Tate still marvels at his sister’s visionary business plan that attracted his family to leave Minneapolis in 1995 and become partners.
“Experts we talked to literally laughed at my sister’s plan to milk goats and make cheese,” says Tate who, today, can take pride in a booming and personally fulfilling business that was ideally positioned to catch the wave of the local foods trend.
Goat Lady Dairy is a model of balance. Tate uses the analogy of a three-legged milking stool to describe his gauge of success: “(within the business) Planet, profit and people each have to be equally nurtured for the stool to function.” He describes the farm as a mission and recalls the zeal of youth in the 1950s and 1960s. His circle of friends was inspired by back-to-land writers like Scott and Helen Nearing whose 1954 book, Living the Good Life, and other titles informed a generation seeking authenticity, a more just society and environmental stewardship.
However, Tate articulates his free-market philosophy with the intensity of a well-schooled businessman (he and Lee hold advanced degrees in psychology and education). “We took short courses offered by university dairy departments at the time,” says Tate. “But most importantly, because of our educations, we knew how to think and problem solve.”
Today, the family-owned enterprise includes a total of 75 acres and three business lines: cheese, community supported agriculture and special events. Goat Lady Dairy cheeses are sold across NC to chefs and specialty stores and at Greensboro farmers markets. Dairy products, pasture raised meats and organic vegetables from the farm are served to the many guests who dine at the dairy one weekend per month (reservations required). Also, the land is protected by the Piedmont Triad Land Conservancy to assure it will always be either farmed or undeveloped. The dairy’s rustic dining hall is a charming location for weddings, receptions and similar events.
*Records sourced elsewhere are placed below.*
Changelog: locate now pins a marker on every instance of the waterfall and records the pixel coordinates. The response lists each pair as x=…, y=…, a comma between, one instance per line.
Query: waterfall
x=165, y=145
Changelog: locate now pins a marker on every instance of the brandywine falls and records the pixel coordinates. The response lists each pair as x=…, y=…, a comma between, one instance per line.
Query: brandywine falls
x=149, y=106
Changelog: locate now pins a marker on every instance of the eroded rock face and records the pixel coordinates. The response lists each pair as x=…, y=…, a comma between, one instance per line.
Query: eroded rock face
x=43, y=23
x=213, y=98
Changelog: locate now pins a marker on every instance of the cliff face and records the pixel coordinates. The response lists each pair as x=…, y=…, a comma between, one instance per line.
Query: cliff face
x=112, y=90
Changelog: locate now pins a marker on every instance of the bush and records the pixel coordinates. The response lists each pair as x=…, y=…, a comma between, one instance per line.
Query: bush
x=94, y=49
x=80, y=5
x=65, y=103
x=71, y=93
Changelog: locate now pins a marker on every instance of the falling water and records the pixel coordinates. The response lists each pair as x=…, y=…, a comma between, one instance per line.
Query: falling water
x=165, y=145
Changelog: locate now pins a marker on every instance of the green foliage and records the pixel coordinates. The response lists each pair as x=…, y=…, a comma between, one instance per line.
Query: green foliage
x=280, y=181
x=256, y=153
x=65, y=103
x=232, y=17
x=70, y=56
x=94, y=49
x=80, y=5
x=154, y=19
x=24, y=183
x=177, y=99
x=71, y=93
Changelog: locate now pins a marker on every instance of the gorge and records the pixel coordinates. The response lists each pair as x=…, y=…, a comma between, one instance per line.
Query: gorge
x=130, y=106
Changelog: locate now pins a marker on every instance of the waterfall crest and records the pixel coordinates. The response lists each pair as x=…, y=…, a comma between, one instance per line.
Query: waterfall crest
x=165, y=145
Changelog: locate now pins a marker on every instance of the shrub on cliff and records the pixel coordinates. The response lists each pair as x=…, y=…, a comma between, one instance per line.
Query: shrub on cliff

Four full-time employees and a team of part-timers make it all come together in a folksy but profitable brand.
Sustainability is woven into every aspect of the operation, including the exit strategy of the senior Tates. “I’ve counseled families with family businesses and we’ve found that it’s important that you really have to set a date to retire to allow the next generation to step in,” says Tate. “Ours is November 17, 2016.”
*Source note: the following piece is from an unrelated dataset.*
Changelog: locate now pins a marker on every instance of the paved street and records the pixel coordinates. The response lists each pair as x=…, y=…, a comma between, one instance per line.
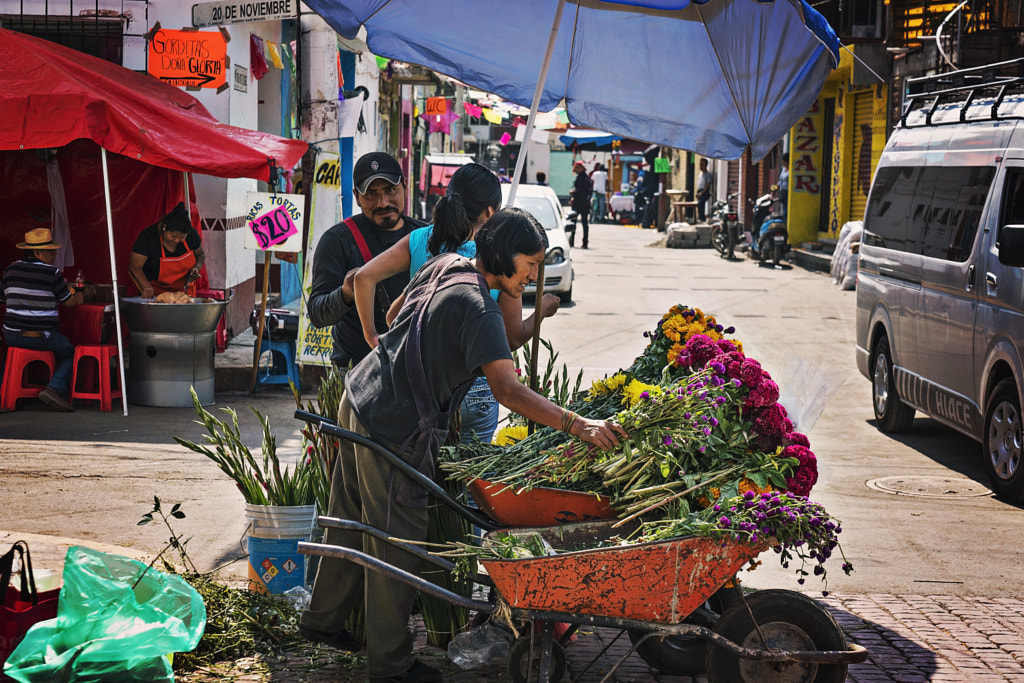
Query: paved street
x=936, y=592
Steve and Lee Tate have six more years before handing over the business to their sons, but they’re already passing on their experience and knowledge to the younger generations at large. “I’m so impressed with young people today who seek me out about sustainable farming,” says Tate. “When I was 20, I sincerely believed we’d have to be living in bubble cities when I was 60, but today I’m very hopeful to see environmentalism so mainstream.”
As Tate describes the past 15 years, it becomes clear that the experience of the Baby Boom generation certainly influenced everything that is Goat Lady Dairy.
“The 60s were a time when we were excited about improving the world,” he says. “The ‘peace and prosperity’ of the 1950s was good because out of that stability, we Boomers could question things.”
Tate is optimistic about the future and the possibilities of grassroots movements like local foods, sustainable agriculture and alternative energy. “It took the American consumer to do this by gradually getting educated and voting with their dollars,” he says.
The Goat Lady Dairy philosophy sums up the mission: “When you change a person’s relationship with their food, you change them and the world forever.”